26 July 2020
Adapted from Ajahn Amaro’s talk
Written by Dd Lee Kok Cheng
How does meditation practice develop the mind?
Meditation is in a way about learning how to live our life fully. If we think of meditation as sitting down with our eyes closed and focusing our attention on our breath or walking backwards and forwards on a path, those are what we would call formal meditation practices. But meditation has a much broader meaning and purpose.
Just as we eat to keep our body strong and healthy; we meditate to keep the mind strong and healthy too. Meditation is definitely food for the mind. Some of us might think that meditation is a kind of optional extra to life but if we really want to be alive then we need to pay attention to what we feel, what we think, what we like and what we dislike. We also need to know our perceptions of the world.

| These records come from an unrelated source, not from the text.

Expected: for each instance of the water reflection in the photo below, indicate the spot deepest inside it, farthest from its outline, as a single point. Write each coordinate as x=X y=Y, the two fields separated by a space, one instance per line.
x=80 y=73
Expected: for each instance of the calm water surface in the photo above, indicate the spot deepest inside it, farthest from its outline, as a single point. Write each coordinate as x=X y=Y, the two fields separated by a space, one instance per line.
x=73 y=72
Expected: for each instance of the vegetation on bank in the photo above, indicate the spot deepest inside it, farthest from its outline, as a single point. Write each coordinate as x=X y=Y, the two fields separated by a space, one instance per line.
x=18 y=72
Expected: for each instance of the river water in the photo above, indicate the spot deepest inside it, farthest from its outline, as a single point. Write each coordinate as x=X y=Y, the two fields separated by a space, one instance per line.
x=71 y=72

Meditation is about learning to watch, learning to listen and learning to see what our mental habits are; what are our likes and dislikes, our believes, our opinions, our desires, our fears and aversions in a conscious way. The more we pay attention to our life, our mind and how the mind functions with the world, the more we are able to live in tune with things. This is what we can call food for the mind.
The Buddha said mindfulness is the path to the deathless and heedlessness is the path to death. The mindful never die, the heedless are as if dead already. This is quite a strident thing to say and an emphatic strong statement uttered by the Buddha. Does it mean that if we are mindful, our body is never going to die? No, what it meant was that if we are mindful, we are fully aware then the mind is open and is free in relationship to all of the comings and goings of life. The mind is free from attachment to birth and death; free from attachment to being praised, being criticised, being rich, being poor, being happier, or being unhappy.

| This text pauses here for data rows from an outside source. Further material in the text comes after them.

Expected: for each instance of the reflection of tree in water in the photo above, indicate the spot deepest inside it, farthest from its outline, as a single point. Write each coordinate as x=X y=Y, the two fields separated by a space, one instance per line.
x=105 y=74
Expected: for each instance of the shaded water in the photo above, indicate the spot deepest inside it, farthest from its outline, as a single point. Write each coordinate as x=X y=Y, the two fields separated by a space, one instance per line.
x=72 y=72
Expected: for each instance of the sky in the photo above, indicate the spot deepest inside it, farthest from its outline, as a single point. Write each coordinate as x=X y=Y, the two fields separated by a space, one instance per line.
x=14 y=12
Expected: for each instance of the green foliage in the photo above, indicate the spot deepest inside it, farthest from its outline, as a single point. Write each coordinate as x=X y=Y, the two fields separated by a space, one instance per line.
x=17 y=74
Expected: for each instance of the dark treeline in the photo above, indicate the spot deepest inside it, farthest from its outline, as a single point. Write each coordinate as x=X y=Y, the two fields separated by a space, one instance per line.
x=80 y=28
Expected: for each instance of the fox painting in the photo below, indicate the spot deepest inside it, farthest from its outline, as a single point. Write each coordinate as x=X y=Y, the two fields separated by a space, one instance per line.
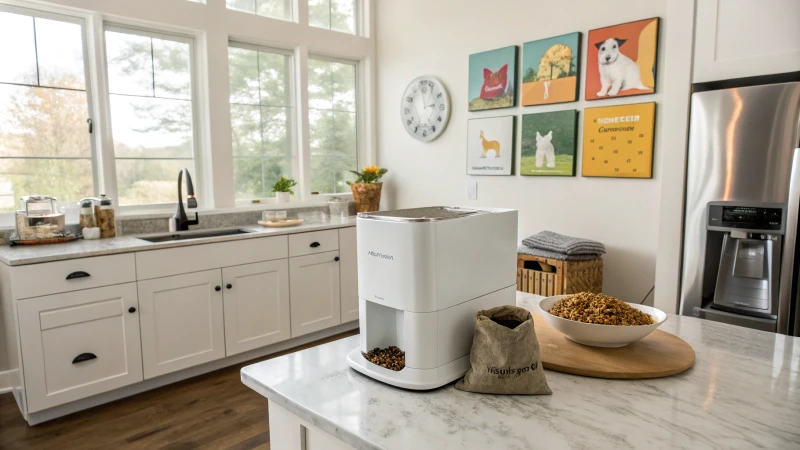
x=494 y=83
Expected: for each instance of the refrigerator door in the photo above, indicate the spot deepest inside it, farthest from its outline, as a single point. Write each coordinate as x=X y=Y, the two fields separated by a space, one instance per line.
x=741 y=145
x=787 y=303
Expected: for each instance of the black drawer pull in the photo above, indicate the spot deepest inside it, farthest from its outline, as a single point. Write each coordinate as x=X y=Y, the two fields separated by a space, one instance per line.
x=84 y=357
x=78 y=274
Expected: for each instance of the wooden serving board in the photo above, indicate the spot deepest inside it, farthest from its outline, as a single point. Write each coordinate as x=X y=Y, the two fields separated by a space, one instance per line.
x=286 y=223
x=660 y=354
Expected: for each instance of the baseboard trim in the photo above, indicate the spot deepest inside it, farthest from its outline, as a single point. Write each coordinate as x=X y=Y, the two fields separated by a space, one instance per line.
x=5 y=381
x=147 y=385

When we have these emotions, happiness or excitement, fear or grief, like and dislike, the mind is completely aware of them and unentangled in them and not identified with them. So, when we are saying developing mindfulness, the mind is full of the present moment and we are really alive.

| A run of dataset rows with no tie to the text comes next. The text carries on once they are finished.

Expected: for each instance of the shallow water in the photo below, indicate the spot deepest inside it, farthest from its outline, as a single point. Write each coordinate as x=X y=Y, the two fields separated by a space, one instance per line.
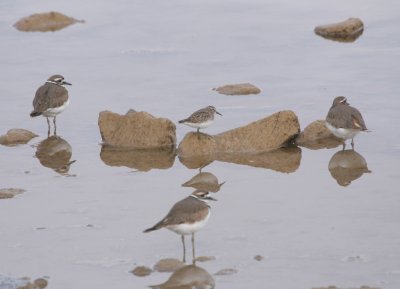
x=83 y=228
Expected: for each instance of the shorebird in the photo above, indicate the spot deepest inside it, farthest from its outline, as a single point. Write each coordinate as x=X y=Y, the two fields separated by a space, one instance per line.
x=201 y=118
x=187 y=217
x=51 y=99
x=344 y=121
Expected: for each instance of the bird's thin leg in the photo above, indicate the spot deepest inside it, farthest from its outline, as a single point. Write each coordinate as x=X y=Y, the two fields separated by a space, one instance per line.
x=48 y=127
x=194 y=255
x=55 y=126
x=184 y=249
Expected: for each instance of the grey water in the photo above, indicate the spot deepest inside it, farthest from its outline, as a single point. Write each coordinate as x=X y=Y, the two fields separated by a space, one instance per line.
x=83 y=228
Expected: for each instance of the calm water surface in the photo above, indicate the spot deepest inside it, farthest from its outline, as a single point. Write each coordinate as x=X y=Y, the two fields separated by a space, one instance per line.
x=84 y=229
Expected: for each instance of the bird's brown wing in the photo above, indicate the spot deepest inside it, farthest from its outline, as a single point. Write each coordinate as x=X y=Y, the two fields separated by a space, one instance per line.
x=49 y=96
x=357 y=119
x=337 y=117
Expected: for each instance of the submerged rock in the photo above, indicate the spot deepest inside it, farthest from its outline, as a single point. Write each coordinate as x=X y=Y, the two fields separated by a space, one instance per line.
x=267 y=134
x=190 y=276
x=55 y=153
x=204 y=181
x=141 y=271
x=168 y=265
x=43 y=22
x=317 y=136
x=10 y=193
x=139 y=159
x=347 y=166
x=229 y=271
x=136 y=130
x=345 y=31
x=17 y=136
x=238 y=89
x=22 y=283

On the other hand, if we are heedless, our body might be breathing and we might be moving around, we are as good as dead. We are not really there for our own life. For example, when we are with someone, we might not see them. Instead, we just see our own projections about them; thinking, is the guy attractive, is he not attractive, is he rich, what I can get from him, what he wants to get from me. I am more handsome than he is or is he more handsome than I am. We know that we are not seeing the other person as he is but instead we filled our mind with our own projections.
At that moment, we know then the mind is heedless and filled with self-centred thinking and we are not really alive. If we believe in those thoughts and invest in them, we are as good as dead. So, in meditation we use the exercises like mindfulness of breathing, mindfulness of walking, or loving-kindness meditation to help bring our attention to the present moment.